The Hamilton Spectator - - OPINION - Howard El­liott

An­other long week­end. An­other dra­matic gas price hike, this time blamed on re­fin­ery shut­downs caused by hur­ri­cane Har­vey (but when was the last time prices didn’t spike be­fore a long week­end?). And an­other OPP safety blitz aimed at re­duc­ing dis­tracted driv­ing.

And, un­for­tu­nately for you, an­other edi­to­rial ask­ing yet again: When are we go­ing to start get­ting the mes­sage on dis­tracted driv­ing?

Ear­lier this week, On­tario Pro­vin­cial Po­lice re­leased sta­tis­tics show­ing dis­tracted driv­ing causes more crashes than speed­ing and im­paired-re­lated col­li­sions com­bined. That has been the case ev­ery year since 2009, ex­cept for 2012, which was an anom­aly.
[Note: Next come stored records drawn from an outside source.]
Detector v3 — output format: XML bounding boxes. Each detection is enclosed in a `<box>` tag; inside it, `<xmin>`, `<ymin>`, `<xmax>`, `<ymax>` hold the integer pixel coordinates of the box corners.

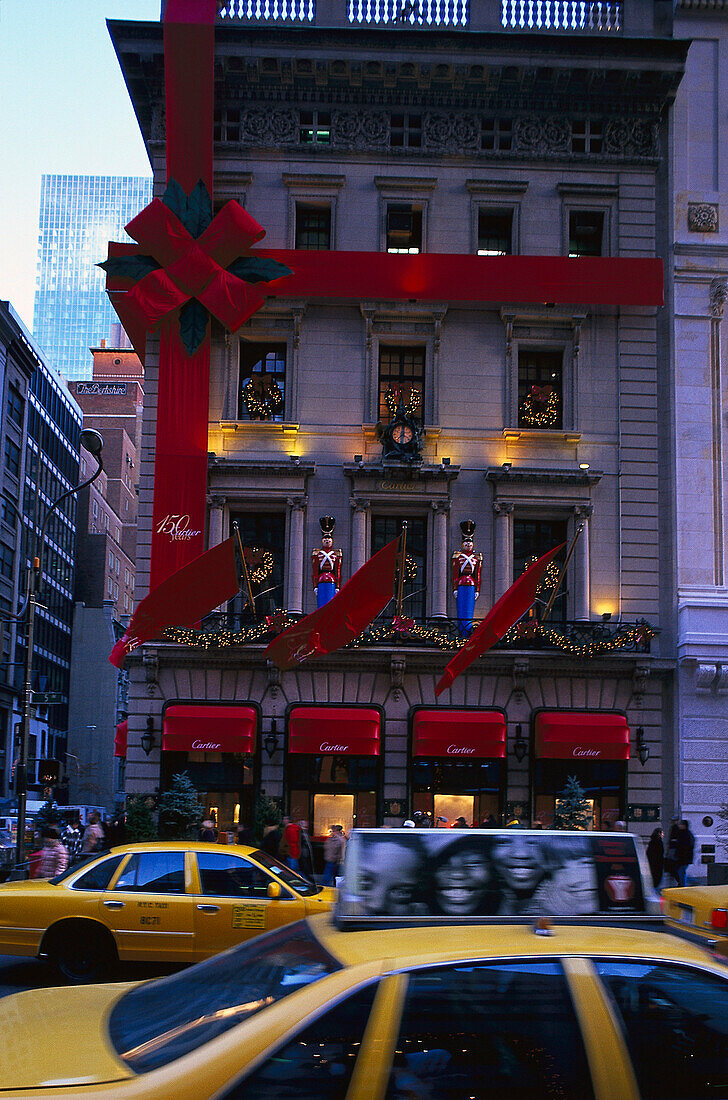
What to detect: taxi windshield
<box><xmin>253</xmin><ymin>851</ymin><xmax>323</xmax><ymax>898</ymax></box>
<box><xmin>109</xmin><ymin>921</ymin><xmax>341</xmax><ymax>1074</ymax></box>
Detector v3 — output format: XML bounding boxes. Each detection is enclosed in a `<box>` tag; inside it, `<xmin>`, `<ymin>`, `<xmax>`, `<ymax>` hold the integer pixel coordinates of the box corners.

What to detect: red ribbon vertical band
<box><xmin>150</xmin><ymin>0</ymin><xmax>218</xmax><ymax>590</ymax></box>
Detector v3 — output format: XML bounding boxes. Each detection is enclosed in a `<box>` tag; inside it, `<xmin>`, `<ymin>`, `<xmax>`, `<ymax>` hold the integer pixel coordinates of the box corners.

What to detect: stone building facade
<box><xmin>110</xmin><ymin>2</ymin><xmax>687</xmax><ymax>837</ymax></box>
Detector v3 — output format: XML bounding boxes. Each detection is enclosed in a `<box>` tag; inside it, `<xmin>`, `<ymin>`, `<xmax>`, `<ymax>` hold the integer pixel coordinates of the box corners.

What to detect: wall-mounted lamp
<box><xmin>514</xmin><ymin>722</ymin><xmax>528</xmax><ymax>763</ymax></box>
<box><xmin>637</xmin><ymin>726</ymin><xmax>650</xmax><ymax>767</ymax></box>
<box><xmin>142</xmin><ymin>714</ymin><xmax>154</xmax><ymax>756</ymax></box>
<box><xmin>263</xmin><ymin>718</ymin><xmax>278</xmax><ymax>760</ymax></box>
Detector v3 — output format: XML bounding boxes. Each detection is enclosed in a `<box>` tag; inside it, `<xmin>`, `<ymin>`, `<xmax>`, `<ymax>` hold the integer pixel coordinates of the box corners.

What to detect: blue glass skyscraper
<box><xmin>33</xmin><ymin>175</ymin><xmax>152</xmax><ymax>380</ymax></box>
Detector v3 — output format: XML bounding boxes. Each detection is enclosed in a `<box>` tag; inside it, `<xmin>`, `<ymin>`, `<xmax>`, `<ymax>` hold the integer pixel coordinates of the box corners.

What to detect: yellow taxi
<box><xmin>0</xmin><ymin>842</ymin><xmax>337</xmax><ymax>982</ymax></box>
<box><xmin>662</xmin><ymin>886</ymin><xmax>728</xmax><ymax>955</ymax></box>
<box><xmin>0</xmin><ymin>831</ymin><xmax>728</xmax><ymax>1100</ymax></box>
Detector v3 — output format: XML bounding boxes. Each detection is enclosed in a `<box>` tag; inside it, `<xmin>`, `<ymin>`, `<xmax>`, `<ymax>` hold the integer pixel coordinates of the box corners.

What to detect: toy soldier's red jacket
<box><xmin>452</xmin><ymin>550</ymin><xmax>483</xmax><ymax>594</ymax></box>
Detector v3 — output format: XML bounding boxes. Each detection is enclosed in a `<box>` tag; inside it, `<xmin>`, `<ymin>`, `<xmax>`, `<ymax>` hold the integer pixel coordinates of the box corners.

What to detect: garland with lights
<box><xmin>384</xmin><ymin>386</ymin><xmax>420</xmax><ymax>417</ymax></box>
<box><xmin>243</xmin><ymin>374</ymin><xmax>283</xmax><ymax>420</ymax></box>
<box><xmin>163</xmin><ymin>612</ymin><xmax>657</xmax><ymax>660</ymax></box>
<box><xmin>244</xmin><ymin>547</ymin><xmax>274</xmax><ymax>584</ymax></box>
<box><xmin>518</xmin><ymin>386</ymin><xmax>561</xmax><ymax>428</ymax></box>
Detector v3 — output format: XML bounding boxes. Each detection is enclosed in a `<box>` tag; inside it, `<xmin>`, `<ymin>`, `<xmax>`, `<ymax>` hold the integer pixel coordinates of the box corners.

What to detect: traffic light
<box><xmin>37</xmin><ymin>760</ymin><xmax>60</xmax><ymax>787</ymax></box>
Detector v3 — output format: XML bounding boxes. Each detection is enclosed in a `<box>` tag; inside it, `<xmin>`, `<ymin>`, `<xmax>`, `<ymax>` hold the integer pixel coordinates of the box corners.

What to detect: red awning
<box><xmin>412</xmin><ymin>711</ymin><xmax>506</xmax><ymax>760</ymax></box>
<box><xmin>536</xmin><ymin>711</ymin><xmax>629</xmax><ymax>760</ymax></box>
<box><xmin>113</xmin><ymin>721</ymin><xmax>129</xmax><ymax>758</ymax></box>
<box><xmin>162</xmin><ymin>705</ymin><xmax>257</xmax><ymax>752</ymax></box>
<box><xmin>288</xmin><ymin>706</ymin><xmax>380</xmax><ymax>756</ymax></box>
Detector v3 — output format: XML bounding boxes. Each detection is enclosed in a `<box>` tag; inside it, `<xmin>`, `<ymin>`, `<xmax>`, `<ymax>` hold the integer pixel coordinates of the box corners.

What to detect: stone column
<box><xmin>493</xmin><ymin>501</ymin><xmax>514</xmax><ymax>603</ymax></box>
<box><xmin>286</xmin><ymin>497</ymin><xmax>307</xmax><ymax>614</ymax></box>
<box><xmin>574</xmin><ymin>504</ymin><xmax>594</xmax><ymax>622</ymax></box>
<box><xmin>351</xmin><ymin>498</ymin><xmax>371</xmax><ymax>581</ymax></box>
<box><xmin>430</xmin><ymin>502</ymin><xmax>450</xmax><ymax>618</ymax></box>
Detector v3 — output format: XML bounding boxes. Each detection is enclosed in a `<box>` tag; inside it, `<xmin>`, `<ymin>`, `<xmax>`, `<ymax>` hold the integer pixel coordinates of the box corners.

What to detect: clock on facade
<box><xmin>382</xmin><ymin>399</ymin><xmax>422</xmax><ymax>462</ymax></box>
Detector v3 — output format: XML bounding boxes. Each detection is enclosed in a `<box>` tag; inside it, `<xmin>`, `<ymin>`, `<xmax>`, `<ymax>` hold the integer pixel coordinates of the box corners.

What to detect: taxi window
<box><xmin>221</xmin><ymin>982</ymin><xmax>376</xmax><ymax>1100</ymax></box>
<box><xmin>594</xmin><ymin>959</ymin><xmax>728</xmax><ymax>1100</ymax></box>
<box><xmin>386</xmin><ymin>961</ymin><xmax>594</xmax><ymax>1100</ymax></box>
<box><xmin>109</xmin><ymin>921</ymin><xmax>341</xmax><ymax>1074</ymax></box>
<box><xmin>71</xmin><ymin>856</ymin><xmax>124</xmax><ymax>890</ymax></box>
<box><xmin>114</xmin><ymin>851</ymin><xmax>185</xmax><ymax>893</ymax></box>
<box><xmin>197</xmin><ymin>851</ymin><xmax>290</xmax><ymax>899</ymax></box>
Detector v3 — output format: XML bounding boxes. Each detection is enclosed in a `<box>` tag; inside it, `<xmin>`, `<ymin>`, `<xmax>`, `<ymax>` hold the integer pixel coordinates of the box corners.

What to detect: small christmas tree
<box><xmin>159</xmin><ymin>771</ymin><xmax>203</xmax><ymax>840</ymax></box>
<box><xmin>553</xmin><ymin>776</ymin><xmax>592</xmax><ymax>829</ymax></box>
<box><xmin>126</xmin><ymin>794</ymin><xmax>157</xmax><ymax>844</ymax></box>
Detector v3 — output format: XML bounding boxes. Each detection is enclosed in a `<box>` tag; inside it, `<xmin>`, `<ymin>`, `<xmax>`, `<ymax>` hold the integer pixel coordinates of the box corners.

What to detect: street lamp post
<box><xmin>12</xmin><ymin>428</ymin><xmax>103</xmax><ymax>878</ymax></box>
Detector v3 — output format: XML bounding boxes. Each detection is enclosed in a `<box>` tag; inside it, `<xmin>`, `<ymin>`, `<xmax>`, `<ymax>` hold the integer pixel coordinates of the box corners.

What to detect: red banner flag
<box><xmin>263</xmin><ymin>538</ymin><xmax>399</xmax><ymax>671</ymax></box>
<box><xmin>109</xmin><ymin>537</ymin><xmax>240</xmax><ymax>669</ymax></box>
<box><xmin>434</xmin><ymin>542</ymin><xmax>566</xmax><ymax>695</ymax></box>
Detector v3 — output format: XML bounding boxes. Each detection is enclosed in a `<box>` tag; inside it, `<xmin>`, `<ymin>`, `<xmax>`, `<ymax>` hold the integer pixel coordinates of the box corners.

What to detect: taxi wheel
<box><xmin>47</xmin><ymin>921</ymin><xmax>118</xmax><ymax>986</ymax></box>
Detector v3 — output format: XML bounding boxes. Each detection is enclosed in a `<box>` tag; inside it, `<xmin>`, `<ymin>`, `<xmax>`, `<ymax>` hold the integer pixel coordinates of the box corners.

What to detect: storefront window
<box><xmin>533</xmin><ymin>759</ymin><xmax>627</xmax><ymax>829</ymax></box>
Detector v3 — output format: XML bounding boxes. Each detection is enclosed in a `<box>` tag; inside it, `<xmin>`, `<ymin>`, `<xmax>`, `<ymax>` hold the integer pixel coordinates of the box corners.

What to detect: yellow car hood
<box><xmin>0</xmin><ymin>983</ymin><xmax>134</xmax><ymax>1097</ymax></box>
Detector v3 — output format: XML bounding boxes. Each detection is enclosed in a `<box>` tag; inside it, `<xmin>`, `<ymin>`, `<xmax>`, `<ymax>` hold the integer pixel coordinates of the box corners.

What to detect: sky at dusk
<box><xmin>0</xmin><ymin>0</ymin><xmax>161</xmax><ymax>329</ymax></box>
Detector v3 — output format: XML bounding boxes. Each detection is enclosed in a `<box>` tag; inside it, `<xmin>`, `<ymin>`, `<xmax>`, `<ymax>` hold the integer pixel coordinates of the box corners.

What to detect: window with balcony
<box><xmin>378</xmin><ymin>344</ymin><xmax>424</xmax><ymax>422</ymax></box>
<box><xmin>296</xmin><ymin>202</ymin><xmax>331</xmax><ymax>252</ymax></box>
<box><xmin>518</xmin><ymin>348</ymin><xmax>564</xmax><ymax>430</ymax></box>
<box><xmin>298</xmin><ymin>111</ymin><xmax>331</xmax><ymax>145</ymax></box>
<box><xmin>387</xmin><ymin>202</ymin><xmax>422</xmax><ymax>253</ymax></box>
<box><xmin>514</xmin><ymin>516</ymin><xmax>569</xmax><ymax>623</ymax></box>
<box><xmin>238</xmin><ymin>340</ymin><xmax>286</xmax><ymax>421</ymax></box>
<box><xmin>477</xmin><ymin>207</ymin><xmax>514</xmax><ymax>256</ymax></box>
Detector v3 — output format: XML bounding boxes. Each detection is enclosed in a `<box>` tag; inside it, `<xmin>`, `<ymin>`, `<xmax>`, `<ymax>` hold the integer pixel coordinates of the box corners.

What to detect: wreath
<box><xmin>518</xmin><ymin>386</ymin><xmax>561</xmax><ymax>428</ymax></box>
<box><xmin>243</xmin><ymin>374</ymin><xmax>283</xmax><ymax>420</ymax></box>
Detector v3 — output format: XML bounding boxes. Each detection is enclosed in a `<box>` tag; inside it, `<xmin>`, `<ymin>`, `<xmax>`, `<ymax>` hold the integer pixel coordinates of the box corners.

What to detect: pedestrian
<box><xmin>675</xmin><ymin>820</ymin><xmax>695</xmax><ymax>887</ymax></box>
<box><xmin>298</xmin><ymin>820</ymin><xmax>313</xmax><ymax>882</ymax></box>
<box><xmin>322</xmin><ymin>825</ymin><xmax>346</xmax><ymax>887</ymax></box>
<box><xmin>36</xmin><ymin>826</ymin><xmax>68</xmax><ymax>879</ymax></box>
<box><xmin>664</xmin><ymin>814</ymin><xmax>680</xmax><ymax>882</ymax></box>
<box><xmin>647</xmin><ymin>828</ymin><xmax>665</xmax><ymax>890</ymax></box>
<box><xmin>261</xmin><ymin>822</ymin><xmax>283</xmax><ymax>859</ymax></box>
<box><xmin>278</xmin><ymin>817</ymin><xmax>301</xmax><ymax>871</ymax></box>
<box><xmin>81</xmin><ymin>810</ymin><xmax>106</xmax><ymax>856</ymax></box>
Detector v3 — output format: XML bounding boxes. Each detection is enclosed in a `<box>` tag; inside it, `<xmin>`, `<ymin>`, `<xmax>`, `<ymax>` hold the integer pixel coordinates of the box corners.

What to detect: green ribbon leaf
<box><xmin>179</xmin><ymin>298</ymin><xmax>208</xmax><ymax>355</ymax></box>
<box><xmin>228</xmin><ymin>256</ymin><xmax>294</xmax><ymax>283</ymax></box>
<box><xmin>96</xmin><ymin>256</ymin><xmax>159</xmax><ymax>279</ymax></box>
So far this year, 47 peo­ple have died due to inat­ten­tive driv­ers. That’s up from 39 who died in the same pe­riod last year. There have been a shock­ing 6,360 dis­tracted-driv­ing col­li­sions on OPP-pa­trolled roads since the be­gin­ning of the year, com­pared to 4,700 caused by speed­ing and 1,158 caused by drug or al­co­hol im­pair­ment.

And col­lec­tively, we still aren’t get­ting the mes­sage. What will it take?

Just about a year ago, laws were tough­ened. The min­i­mum fine for driv­ers caught us­ing elec­tronic de­vices went from $280 to $490, and guilty mo­torists were hit with three de­merit points on their li­cences. Three-time losers now have their li­cences sus­pended.

And still, the trend con­tin­ues — more col­li­sions, deaths, in­jury and prop­erty dam­age. Ap­par­ently, the tougher new laws don’t go far enough. Some ar­gue dis­tracted driv­ing should be treated like im­paired driv­ing. That could mean sus­pen­sion of driv­ing priv­i­leges for a year, a fine of not less than $1,000, po­ten­tial ve­hi­cle im­pound­ment and par­tic­i­pa­tion in coun­selling at the driver’s own cost.

Oth­ers don’t sup­port go­ing that far. They point out that we may still be in learn­ing-curve territory. Think back — if you’re old enough — to the days when seat­belts be­came manda­tory. There was of pe­riod of sev­eral years be­fore real so­ci­etal change be­gan. We now have nearly full com­pli­ance. And while we still have a se­ri­ous prob­lem with im­paired driv­ing, it’s fair to say that stiffer penal­ties and public ed­u­ca­tion have and con­tinue to have an im­pact.

We’re on the side that says the gov­ern­ment should not hes­i­tate to toughen penal­ties again. Maybe that will kick-start com­mon sense.